Redação –
Um incêndio destruiu uma casa improvisada na Comunidade Água Funda, no Jardim Noroeste, em Campo Grande, na noite desta quinta-feira (4). Apesar do susto, ninguém ficou ferido, mas a moradora da residência perdeu todos os pertences.
Segundo relatos dos moradores, o fogo começou por volta das 20h30. Pessoas que estavam próximas ouviram gritos de alerta para fogo e correram com baldes de água para ajudar a conter as chamas antes que o incêndio atingisse outras moradias. “Começaram a gritar fogo. Quando saímos para ver, o barraco da vizinha já estava tomado pelas chamas”, relatou a moradora Ana Carolina Antonio, de 24 anos.
Ainda não há confirmação sobre as causas do incêndio. No entanto, moradores acreditam que as chamas possam ter começado após um problema em um botijão de gás ou em decorrência de falhas na fiação elétrica do barraco.
O Corpo de Bombeiros foi acionado, mas quando as equipes chegaram ao local, os próprios moradores já haviam conseguido controlar as chamas.
A preocupação era grande porque os barracos ficam muito próximos uns dos outros, o que poderia provocar uma tragédia de grandes proporções. “Graças a Deus conseguimos apagar.
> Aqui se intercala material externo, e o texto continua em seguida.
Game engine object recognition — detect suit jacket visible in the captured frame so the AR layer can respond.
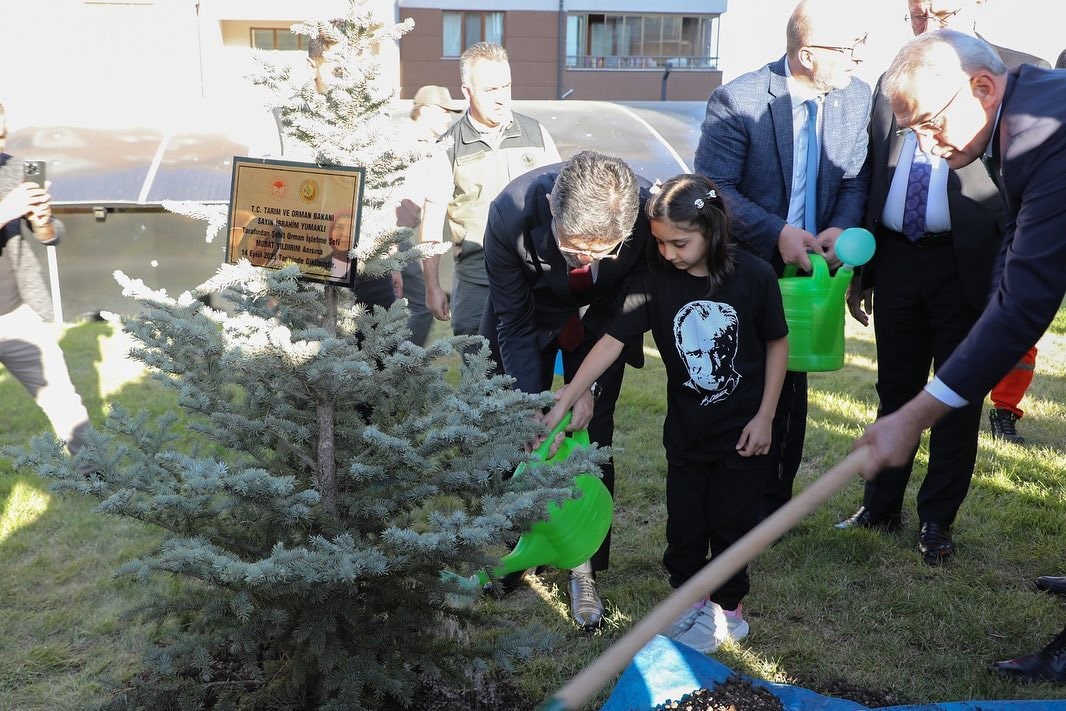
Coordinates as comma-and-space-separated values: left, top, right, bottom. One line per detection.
861, 45, 1050, 311
694, 56, 870, 266
482, 163, 651, 392
937, 65, 1066, 402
Se o fogo passasse para os outros barracos, poderia acontecer algo muito pior”, contou outro morador.
A dona da residência não estava em casa no momento do incêndio. Apesar de não ter se ferido, ela perdeu tudo o que havia dentro do barraco.
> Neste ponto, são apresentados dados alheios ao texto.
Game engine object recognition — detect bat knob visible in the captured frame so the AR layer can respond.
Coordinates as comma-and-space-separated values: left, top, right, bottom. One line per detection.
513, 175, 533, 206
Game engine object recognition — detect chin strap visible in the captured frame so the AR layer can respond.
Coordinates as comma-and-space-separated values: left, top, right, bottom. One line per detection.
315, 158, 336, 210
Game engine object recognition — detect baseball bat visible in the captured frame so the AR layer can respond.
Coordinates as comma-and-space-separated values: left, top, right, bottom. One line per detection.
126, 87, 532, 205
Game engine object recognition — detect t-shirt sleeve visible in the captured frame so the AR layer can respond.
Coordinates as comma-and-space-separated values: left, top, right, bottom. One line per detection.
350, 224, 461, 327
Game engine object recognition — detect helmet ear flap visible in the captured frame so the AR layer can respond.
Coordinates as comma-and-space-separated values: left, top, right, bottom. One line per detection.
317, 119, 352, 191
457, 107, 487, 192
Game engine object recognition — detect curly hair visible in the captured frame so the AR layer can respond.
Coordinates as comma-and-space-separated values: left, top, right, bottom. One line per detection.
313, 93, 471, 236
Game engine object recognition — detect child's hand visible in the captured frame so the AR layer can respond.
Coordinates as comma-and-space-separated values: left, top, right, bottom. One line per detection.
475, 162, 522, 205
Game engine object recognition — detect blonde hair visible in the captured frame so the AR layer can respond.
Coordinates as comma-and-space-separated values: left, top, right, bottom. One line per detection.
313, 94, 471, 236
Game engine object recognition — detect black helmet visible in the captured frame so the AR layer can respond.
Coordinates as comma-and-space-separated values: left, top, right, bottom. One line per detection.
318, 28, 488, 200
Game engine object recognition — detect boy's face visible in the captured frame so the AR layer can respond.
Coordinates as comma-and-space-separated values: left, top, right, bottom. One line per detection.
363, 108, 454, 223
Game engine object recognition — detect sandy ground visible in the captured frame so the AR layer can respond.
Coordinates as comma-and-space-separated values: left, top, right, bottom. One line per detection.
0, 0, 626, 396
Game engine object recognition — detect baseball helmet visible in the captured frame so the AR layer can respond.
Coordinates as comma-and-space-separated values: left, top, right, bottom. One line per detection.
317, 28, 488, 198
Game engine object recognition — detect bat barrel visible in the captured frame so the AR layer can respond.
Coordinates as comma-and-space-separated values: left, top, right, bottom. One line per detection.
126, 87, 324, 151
Medo e promessa de casas novas
O episódio reacendeu o sentimento de insegurança entre as famílias que vivem na comunidade. A moradora Ana Carolina também afirma que o medo faz parte da rotina de quem vive no local. “É medo. A situação aqui é muito complicada. Tem muitos idosos com problemas de saúde e quando acontece um incêndio desses as pessoas ficam assustadas. O medo é perder a vida e perder o pouco que temos. Graças a Deus os moradores conseguiram apagar o fogo antes que atingisse outros barracos”, disse.
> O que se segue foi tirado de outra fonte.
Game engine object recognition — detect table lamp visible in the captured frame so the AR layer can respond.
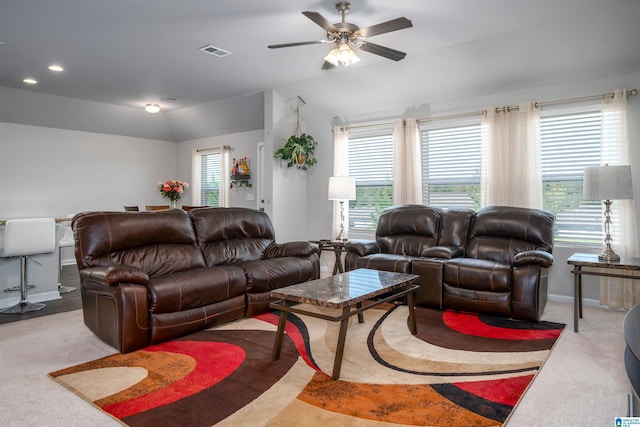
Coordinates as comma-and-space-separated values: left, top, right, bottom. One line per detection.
583, 165, 633, 261
329, 176, 356, 240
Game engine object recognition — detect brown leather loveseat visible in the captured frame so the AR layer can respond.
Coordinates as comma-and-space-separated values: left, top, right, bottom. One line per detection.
72, 208, 320, 353
345, 205, 555, 321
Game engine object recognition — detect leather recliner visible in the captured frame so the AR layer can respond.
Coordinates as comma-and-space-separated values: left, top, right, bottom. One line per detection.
346, 206, 555, 321
72, 208, 320, 353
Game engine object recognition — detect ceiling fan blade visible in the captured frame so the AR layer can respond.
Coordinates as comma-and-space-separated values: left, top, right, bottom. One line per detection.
322, 61, 335, 70
358, 42, 407, 61
357, 17, 413, 37
267, 40, 325, 49
302, 12, 339, 33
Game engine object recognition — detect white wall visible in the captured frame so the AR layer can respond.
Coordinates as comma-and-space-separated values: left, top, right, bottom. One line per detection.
0, 122, 177, 219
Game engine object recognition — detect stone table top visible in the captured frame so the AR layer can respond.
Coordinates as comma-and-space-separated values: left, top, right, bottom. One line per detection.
269, 268, 419, 308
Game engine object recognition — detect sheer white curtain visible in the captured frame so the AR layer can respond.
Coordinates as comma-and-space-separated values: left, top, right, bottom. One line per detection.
480, 103, 543, 209
324, 126, 349, 239
600, 89, 640, 309
218, 145, 231, 208
393, 119, 422, 205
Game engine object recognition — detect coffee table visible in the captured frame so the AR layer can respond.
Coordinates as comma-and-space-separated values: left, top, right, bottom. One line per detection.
269, 268, 420, 380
Ana Carolina também criticou a demora na construção das moradias prometidas para as famílias da comunidade. “Nós estamos esperando essas casas há muito tempo. Disseram que só falta a prefeitura, mas até agora as obras nem começaram. O prazo que passaram é até outubro de 2027. Até lá, continuamos vivendo com medo de situações como essa”, desabafou.
Conforme acordo firmado na Justiça Federal, 91 famílias da Comunidade Indígena Água Funda devem ser contempladas com moradias definitivas. O cronograma prevê a conclusão das obras apenas em 19 outubro de 2027, prazo que os moradores consideram distante diante das condições atuais enfrentadas pela comunidade.